Why did he want to be different? Why did he insist on more?

“I've been living a lie for months, waiting for the bullet in the back of my head. And it seems like maybe you've been living your own lie.”

He paused, like it was a question. I nodded in answer. I was living so many lies I had no idea what was real anymore. No idea who I was.

“And I got no time anymore for shit that ain't real. Revenge—that's real. This thing between us—that's so fucking real I can taste it. So, that's all I want. And you want that, too, don't you?”

I nodded again, not trusting myself to speak. Not entirely sure what I would even say if I could form words.

Tension rose in my body. My fingers ached to slip between my legs. To touch myself in the exact way I liked. In the way I touched myself when I was alone and just trying to feel good. Just trying to beat back the despair and the darkness.

“Save your act for other people. The lies and the show—I don't want it. I want you. Fucked-up and crazy. I want you.”

It was poetry. It was the sweetest thing anyone had said to me in a long time, and I had him handcuffed to a bed. I was offering to fuck myself to get his help to save my sister. I was a goddamn mess but that was sweetness I hadn't heard in years. Since Good Boyfriend #1—and he never turned me on like this. Never like this.

It was real and authentic and I couldn't fight it.

I couldn't argue with him. I had no breath to lie.

“Yeah,” I licked my lips. “And what will you be doing? While I'm stripping myself down to the bone for you?”

“Thinking of what I'm going to do to you once you take these handcuffs off.”

Now I was sucking in breaths, my chest heaving. This was nothing, I told myself. He wasn't touching me. He wasn't getting something from me. And I wasn't giving him anything.

But those were lies.

“Show me, Joan,” he whispered. “Show me what you do when you're alone. When there's no one watching. Think about how good that would feel.”
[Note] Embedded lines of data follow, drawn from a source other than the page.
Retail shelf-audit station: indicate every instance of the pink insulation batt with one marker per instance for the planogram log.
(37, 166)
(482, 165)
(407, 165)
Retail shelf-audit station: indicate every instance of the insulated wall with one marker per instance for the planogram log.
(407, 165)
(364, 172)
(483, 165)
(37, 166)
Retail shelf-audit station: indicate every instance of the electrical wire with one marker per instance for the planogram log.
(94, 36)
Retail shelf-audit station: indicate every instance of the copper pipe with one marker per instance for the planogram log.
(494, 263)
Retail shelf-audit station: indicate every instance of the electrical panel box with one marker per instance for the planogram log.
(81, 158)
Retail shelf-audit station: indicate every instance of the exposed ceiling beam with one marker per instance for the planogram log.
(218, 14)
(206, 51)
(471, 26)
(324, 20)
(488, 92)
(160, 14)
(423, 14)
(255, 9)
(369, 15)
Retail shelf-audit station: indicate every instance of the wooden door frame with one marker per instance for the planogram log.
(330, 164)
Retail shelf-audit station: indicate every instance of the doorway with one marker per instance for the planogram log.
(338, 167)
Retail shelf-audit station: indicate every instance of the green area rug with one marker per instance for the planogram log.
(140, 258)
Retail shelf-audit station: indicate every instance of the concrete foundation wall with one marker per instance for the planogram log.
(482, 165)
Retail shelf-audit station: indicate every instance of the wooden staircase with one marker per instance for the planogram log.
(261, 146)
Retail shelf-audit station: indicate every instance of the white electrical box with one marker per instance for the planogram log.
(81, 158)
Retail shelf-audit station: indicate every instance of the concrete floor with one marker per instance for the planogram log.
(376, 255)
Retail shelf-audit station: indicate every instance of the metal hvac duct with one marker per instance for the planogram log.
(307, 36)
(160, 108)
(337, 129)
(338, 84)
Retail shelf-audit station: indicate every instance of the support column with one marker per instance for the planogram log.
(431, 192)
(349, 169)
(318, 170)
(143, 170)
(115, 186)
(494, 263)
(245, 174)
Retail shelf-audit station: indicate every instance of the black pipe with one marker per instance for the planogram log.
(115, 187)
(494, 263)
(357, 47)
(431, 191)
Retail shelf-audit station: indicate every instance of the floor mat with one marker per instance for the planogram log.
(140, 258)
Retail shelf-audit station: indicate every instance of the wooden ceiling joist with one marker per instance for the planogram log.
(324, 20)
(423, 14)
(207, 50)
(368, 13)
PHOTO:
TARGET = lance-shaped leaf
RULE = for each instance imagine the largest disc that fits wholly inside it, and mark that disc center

My fingers slipped down between my legs. Masturbation wasn't about a show, I mean, I could make it one, and that could be fun, but he didn't want that. He wanted to see me at my most private.

“Do it. Just…fucking do it.”

I stopped watching him, I turned my face away and sat back on the dresser, my back against the blinds. Fucking them up no doubt, but whatever.
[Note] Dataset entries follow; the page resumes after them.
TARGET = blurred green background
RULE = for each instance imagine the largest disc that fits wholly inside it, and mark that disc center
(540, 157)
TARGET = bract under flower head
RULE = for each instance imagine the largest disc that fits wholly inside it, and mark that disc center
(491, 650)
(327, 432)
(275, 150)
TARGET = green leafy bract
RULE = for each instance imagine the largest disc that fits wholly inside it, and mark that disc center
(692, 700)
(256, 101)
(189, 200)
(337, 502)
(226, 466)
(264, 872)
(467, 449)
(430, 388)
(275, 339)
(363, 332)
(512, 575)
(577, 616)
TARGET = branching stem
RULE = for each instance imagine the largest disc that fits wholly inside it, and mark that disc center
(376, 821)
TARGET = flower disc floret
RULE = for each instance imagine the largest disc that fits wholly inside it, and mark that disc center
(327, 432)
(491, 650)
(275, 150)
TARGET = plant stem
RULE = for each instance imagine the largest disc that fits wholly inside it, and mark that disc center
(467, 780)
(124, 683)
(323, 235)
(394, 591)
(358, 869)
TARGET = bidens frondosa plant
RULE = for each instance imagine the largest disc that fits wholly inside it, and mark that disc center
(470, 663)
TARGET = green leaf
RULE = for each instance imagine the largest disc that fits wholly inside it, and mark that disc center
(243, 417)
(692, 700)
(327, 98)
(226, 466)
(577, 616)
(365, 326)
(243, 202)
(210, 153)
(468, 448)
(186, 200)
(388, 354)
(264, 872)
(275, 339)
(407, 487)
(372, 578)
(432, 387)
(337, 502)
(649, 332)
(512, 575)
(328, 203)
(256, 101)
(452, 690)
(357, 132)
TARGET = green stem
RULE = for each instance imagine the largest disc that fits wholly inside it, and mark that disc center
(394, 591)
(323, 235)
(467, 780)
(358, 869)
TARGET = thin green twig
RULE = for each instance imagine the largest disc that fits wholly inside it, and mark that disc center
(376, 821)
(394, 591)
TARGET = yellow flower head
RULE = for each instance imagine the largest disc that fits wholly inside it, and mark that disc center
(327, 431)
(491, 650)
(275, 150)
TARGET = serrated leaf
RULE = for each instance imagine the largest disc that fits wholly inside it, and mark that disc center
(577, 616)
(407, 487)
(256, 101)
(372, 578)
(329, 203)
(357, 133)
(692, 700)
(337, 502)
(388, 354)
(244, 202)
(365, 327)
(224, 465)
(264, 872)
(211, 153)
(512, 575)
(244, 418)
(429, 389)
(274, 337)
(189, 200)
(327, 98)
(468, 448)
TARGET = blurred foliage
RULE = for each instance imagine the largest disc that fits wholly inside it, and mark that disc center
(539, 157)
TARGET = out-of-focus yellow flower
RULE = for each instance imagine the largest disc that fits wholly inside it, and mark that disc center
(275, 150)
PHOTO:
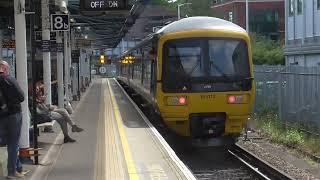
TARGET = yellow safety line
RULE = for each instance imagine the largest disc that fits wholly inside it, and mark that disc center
(132, 171)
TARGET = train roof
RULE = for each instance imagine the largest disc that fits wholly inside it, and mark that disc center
(191, 23)
(200, 23)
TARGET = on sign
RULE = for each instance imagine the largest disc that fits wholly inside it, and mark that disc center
(103, 5)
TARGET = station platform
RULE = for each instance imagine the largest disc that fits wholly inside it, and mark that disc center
(118, 143)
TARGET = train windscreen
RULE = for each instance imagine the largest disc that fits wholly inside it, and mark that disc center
(202, 64)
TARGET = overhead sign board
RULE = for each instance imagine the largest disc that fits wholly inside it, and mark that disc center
(103, 5)
(11, 44)
(60, 22)
(102, 70)
(38, 35)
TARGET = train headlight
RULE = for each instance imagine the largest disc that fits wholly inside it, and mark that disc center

Sun came into the room in strange chunks and weird lines, splitting apart the shadows between us. My hand slipped over my pussy, humid heat filling my palm, scenting the air. I wondered briefly if he could smell it, too.
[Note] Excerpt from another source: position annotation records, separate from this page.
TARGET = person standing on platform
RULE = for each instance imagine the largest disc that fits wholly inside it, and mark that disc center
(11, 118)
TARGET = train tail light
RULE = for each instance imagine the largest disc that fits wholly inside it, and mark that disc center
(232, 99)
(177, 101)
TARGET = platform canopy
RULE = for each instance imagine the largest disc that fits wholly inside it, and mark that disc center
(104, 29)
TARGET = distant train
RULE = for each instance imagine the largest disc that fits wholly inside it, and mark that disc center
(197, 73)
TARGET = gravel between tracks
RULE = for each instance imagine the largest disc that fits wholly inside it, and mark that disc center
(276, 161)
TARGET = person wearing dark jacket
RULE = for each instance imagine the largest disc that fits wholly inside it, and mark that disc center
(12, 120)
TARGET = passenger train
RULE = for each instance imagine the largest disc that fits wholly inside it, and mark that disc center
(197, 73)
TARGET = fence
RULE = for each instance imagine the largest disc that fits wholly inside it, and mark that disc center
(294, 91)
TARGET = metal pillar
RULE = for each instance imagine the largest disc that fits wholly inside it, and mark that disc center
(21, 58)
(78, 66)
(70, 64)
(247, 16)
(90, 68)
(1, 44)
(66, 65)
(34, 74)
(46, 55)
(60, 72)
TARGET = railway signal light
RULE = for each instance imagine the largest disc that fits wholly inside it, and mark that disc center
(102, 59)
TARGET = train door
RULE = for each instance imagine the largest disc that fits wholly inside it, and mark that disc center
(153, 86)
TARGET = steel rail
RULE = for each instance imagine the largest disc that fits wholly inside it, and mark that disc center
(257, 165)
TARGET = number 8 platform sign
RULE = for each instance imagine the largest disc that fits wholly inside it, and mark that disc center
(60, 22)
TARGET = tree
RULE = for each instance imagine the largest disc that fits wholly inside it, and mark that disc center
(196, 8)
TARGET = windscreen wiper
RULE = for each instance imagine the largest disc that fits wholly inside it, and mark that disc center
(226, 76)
Don't think about him, I told myself.

My middle finger traced the seam between my puffy naked lips, finding its way in. Breaching my own defenses. I was wet and slick and warm and the touch of my own finger under the spotlight of his eyes was enough to make me gasp.

Inside. Inside. More.

I traced the path between my clit down to my pussy and back again, circling my clit until I jerked. And then jerked again, feeling like I'd been brushed with electricity. I did it until I felt like I was made of electricity. Until my skin felt too tight and my head felt too heavy and I needed something
more
or I'd break out of myself.

Only then, did I squeeze my clit between two knuckles, finding the pulsing pressure between pain and pleasure. That's where my satisfaction lived.

He made a noise on the bed, part sex, part discovery. I opened my eyes long enough to take him in, the all-over flush of his skin. The riveting stillness of his entire body. Like every bit of him was focused on me and me alone.

Oh, what I wanted to do with that calm. How I wanted to break it between my legs. Eat it with my fingers, take him apart, juicy bit by juicy bit until the truth of him was sliding down my throat.

I bent one leg, and curled the other in front of me, hindering his view but opening myself up in the way I liked best. A slow steady pressure on my clit and a finger teasing the opening of my pussy. Flirting with myself, just a little.

I heard his rattling breath from the bed and it was a soundtrack to my pleasure. A counterpoint to my own breathy moans. The deep sighs I couldn't swallow down. Sweat, despite the air-conditioning, rolled down my chest between my breasts, over the soft folds of the skin at my belly.